• Sonuç bulunamadı

4. AYNȊ HAKLARDAN DOĞAN UYUŞMAZLIKLARDA AÇILABİLECEK

4.2. İstihkak Davası

Türk Medeni Kanunu m. 683/2’de;“Malik, malını haksız olarak elinde

bulunduran kimseye karşı istihkak davası açabileceği gibi, her türlü haksız elatmanın önlenmesini de dava edebilir” hükmü düzenlenmiştir. Bu nedenle malik mülkiyet

hakkına dayanarak istihkak ve elatmanın önlenmesi davasını açabilecektir.

146

Kökeni Roma Hukuku’ndaki “Rei Vindicatio” ya dayanan (ERDOĞMUŞ, Yıl: 2006 s. 95; NICHOLAS, Yıl: 2008 s. 100) istihkak davası ( İstihkak davası ile tapu sicilinin düzeltilmesi davası (TMK m. 1025) arasındaki farklar ve benzerlikler için bkz. KURT, Yıl: 2004 s. 178 vd) (TMK m.683/2; İsviçre Medeni Kanunu m. 975), dolaysız zilyet durumunda olmayan malikin, malik olmayan dolaysız haksız zilyede karşı açtığı bir davadır.
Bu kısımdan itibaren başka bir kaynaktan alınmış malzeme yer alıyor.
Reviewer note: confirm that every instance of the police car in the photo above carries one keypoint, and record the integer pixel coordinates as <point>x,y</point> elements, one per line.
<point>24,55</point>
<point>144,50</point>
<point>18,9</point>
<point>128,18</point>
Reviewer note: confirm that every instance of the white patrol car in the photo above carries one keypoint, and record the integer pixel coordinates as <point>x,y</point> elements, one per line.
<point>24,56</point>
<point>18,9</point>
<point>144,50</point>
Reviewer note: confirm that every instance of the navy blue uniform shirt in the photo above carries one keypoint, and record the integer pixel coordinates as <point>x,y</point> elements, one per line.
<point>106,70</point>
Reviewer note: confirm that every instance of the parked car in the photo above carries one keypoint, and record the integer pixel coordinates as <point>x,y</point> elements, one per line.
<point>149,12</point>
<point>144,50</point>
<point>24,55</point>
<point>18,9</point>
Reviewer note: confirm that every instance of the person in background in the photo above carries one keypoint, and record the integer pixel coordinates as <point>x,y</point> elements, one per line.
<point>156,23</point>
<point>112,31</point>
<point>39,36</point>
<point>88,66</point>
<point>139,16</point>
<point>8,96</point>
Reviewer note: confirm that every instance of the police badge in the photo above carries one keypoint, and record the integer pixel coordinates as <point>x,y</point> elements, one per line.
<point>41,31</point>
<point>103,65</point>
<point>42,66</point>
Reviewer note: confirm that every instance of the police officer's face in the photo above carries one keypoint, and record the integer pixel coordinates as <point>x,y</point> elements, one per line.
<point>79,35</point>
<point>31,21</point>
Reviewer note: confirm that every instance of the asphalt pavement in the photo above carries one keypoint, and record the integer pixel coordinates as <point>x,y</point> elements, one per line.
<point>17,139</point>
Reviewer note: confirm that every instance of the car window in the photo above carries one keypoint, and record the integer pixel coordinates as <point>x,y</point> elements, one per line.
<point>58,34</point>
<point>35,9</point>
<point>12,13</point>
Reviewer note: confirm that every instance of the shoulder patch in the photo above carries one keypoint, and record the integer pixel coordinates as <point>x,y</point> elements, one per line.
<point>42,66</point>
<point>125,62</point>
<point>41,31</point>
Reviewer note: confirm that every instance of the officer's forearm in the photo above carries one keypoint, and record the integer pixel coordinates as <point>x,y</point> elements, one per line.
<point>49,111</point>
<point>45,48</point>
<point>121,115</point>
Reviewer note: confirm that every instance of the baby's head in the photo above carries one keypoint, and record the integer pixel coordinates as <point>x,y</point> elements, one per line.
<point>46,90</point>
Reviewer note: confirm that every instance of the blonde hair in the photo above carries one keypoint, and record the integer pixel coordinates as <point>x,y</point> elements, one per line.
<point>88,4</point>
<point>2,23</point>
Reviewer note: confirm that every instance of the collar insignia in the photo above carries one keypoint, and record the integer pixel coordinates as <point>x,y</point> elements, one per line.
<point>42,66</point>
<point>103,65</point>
Bu dava bir eda davası olup, malik eşyanın geri verilmesini istemektedir (AKİPEK ve AKINTÜRK, Yıl: 2009 s. 446; EREN Yıl: 2014 s. 32; OĞUZMAN vd Yıl: 2013 s. 275-276; L. SİRMEN, Yıl: 2013 s. 270. SEROZAN, istihkak davasının mülkiyet davası olarak bilinmesine rağmen, davanın sınırlı aynî hakka da dayanabileceğini dikkate alarak zilyet olmayan aynî hak sahibinin (başta malik) zilyet olup da aynî hak sahibi olmayana karşı açtığı dava şeklinde tanımlamayı tercih etmektedir. SEROZAN, Yıl: 2014 s. 212).

İstihkak davası aynî hakka dayanan bir davadır. Bu dava, zilyetliğe dayanan bir dava olmadığından, davacının zilyetliğini ispat etmesi değil, aynî hakkını ispat etmesi gerekmektedir (OĞUZMAN vd. Yıl: 2013 s. 277; SEROZAN, Yıl: 2014 s. 212; L. SİRMEN, Yıl: 2013 s. 270).

İstihkak davasını sadece aynî hak iddia edenler açabilir. Hâlbuki taşınır davasını aynî hak iddia edenler açabileceği gibi, zilyet de (örneğin kiracı) açabilmektedir ( L. SİRMEN Yıl: 2013 s. 104).

Tapuya kayıtlı taşınmazlarda (Tapuya kayıtlı olmayan taşınmazlar için de istihkak davası açılabilecektir, bkz. EREN, Yıl: 2014 s. 37; L. SİRMEN, Yıl: 2013 s. 272) istihkak davasının fonksiyonunu, tapu sicilinin düzeltilmesi davası yerine getirmektedir OĞUZMAN vd Yıl: 2013 s. 276). Uygulamada tapu sicilinin düzeltilmesi davası ile tescilin yapılması-istihkak davası- aynı dilekçe ile yapıldığından, usul ekonomisi açısından pratik ve hızlı sonuçlar alınmaktadır. Ancak bu iki davanın ayrı ayrı açılması da mümkündür( EREN, Yıl: 2014 s. 38).

147

Davacı taşınmaz malı tapuda kayıtlı olan ya da olmayan kimse olabilir (EREN, Yıl: 2014 s. 38). Davanın temeli mülkiyet hakkına dayanmaktadır. Bu nedenle, üçüncü bir kişi çekişmeli malın mülkiyetini kazanmışsa artık ona karşı istihkak davası açılamayacaktır. Örneğin, tapu siciline güven (TMK m. 1023) ve kazandırıcı zamanaşımı (TMK m. 712-713) kurallarına göre bir kimse söz konusu taşınmaza malik olmuşsa, artık ona karşı istihkak davası açılamayacaktır (EREN, Yıl: 2014 s. 41).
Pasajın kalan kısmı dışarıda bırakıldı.